Dragon fruit dressed for Christmas
By Duane Choy
During the yuletide holidays, the dragon fruit (Hylocereus undatus), reminds me of a bizarre Christmas ornament.
This fluorescent, hot pink, blowfish-shaped fruit of a crawling cacti resembles something cultivated from "Alice in Wonderland."
The original home of dragon fruit is in Central America. It is known as pitaya roja in northern South America and Central America, and pitahaya in Mexico. The French introduced it (from either Nicaragua and Colombia, or Guyana) into Vietnam, where, known as thanh long, dragon fruit emerged into a major commercial agricultural product.
There are three primary dragon fruit types, all with leathery, leaf-scaled skin. Pictured in this article is a red-skinned fruit with crushed-ice-white flesh. There is also red-skinned fruit with wine-red flesh and yellow-skinned fruit with white flesh. Tiny black edible seeds pepper the pulp. The fruit is either oval, elliptical or pear shaped.
The majestic and exquisite night-blooming blossoms of this plant provide the common names "moonflower" and "lady of the night." The regal flowers each last one night.

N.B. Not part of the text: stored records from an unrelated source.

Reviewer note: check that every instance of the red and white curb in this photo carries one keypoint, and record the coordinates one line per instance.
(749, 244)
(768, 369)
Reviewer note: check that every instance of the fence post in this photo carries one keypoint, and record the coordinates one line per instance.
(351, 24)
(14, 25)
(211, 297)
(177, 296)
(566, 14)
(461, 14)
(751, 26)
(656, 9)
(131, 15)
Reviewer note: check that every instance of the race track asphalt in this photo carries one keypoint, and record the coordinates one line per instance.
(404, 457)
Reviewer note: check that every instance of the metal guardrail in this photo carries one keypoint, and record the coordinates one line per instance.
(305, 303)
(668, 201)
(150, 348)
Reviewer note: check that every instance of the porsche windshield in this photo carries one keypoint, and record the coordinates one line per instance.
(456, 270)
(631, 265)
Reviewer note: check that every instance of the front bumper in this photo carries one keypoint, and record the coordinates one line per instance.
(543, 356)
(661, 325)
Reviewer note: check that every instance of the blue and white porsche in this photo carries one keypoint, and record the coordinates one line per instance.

Propagation can be from seeds or stem cuttings. Clean seeds completely from dragon fruit pulp that is overripe, but unblemished. Seeds may be stored dried. Use compost or potting mix for planting. The soil should be well nourished with organic components, and after 11 to 14 days, germination should follow shallow sowing. As growth proceeds, this climbing cacti will search for a support to ascend, sometimes with aerial roots, from its branches and basal roots. Provide a wooden or concrete post, trellis, or metal rods.
As with other cacti, if a healthy segment of the plant is severed, it has the ability to take root and become another plant. Flowering initiates when the plant weighs about 10 pounds. The night blooms wither with the next day's sunlight. Fruit sets approximately 30 to 50 days after blossoming, and plants can have five to six fruiting cycles, or harvests, during the year.
The dragon fruit plant has adapted to live in dry, tropical environments with moderate rainfall. Overwatering is the nemesis of home cultivation, causing flowers to drop and fruit to rot. The book "Beginner's Guide to Grow Dragon Fruit" in the home garden, by William Chow (2004), is a terrific reference source.
The first time I ate dragon fruit, I was a bit disheartened, because I expected an explosion of 'ono. It's got great texture (like kiwi), but the taste is a little bland, although the visual spectacle of dragon fruit sliced in half has the appearance of produce from Mars. The fruit contains vitamin C, fiber and minerals, especially phosphorus and calcium. Dragon fruit also has significant quantities of phytoalbumin antioxidants. Seeds are rich in polyunsaturated fatty acids.
Dragon fruit is made into juice, syrup, food colorant and wine. Unopened flower buds are cooked as a vegetable.
Medicinally, dragon fruit has been culturally utilized to help eyesight, control hypertension, and to treat endocrine and stomach ailments. Individuals with noninsulin-dependent hyperglycemic conditions (a form of diabetes), have used dragon fruit to manage blood glucose.
Cloaked in Christmas red and green, dragon fruit is a wondrous example of Mother Nature's stunning and multifaceted bounty.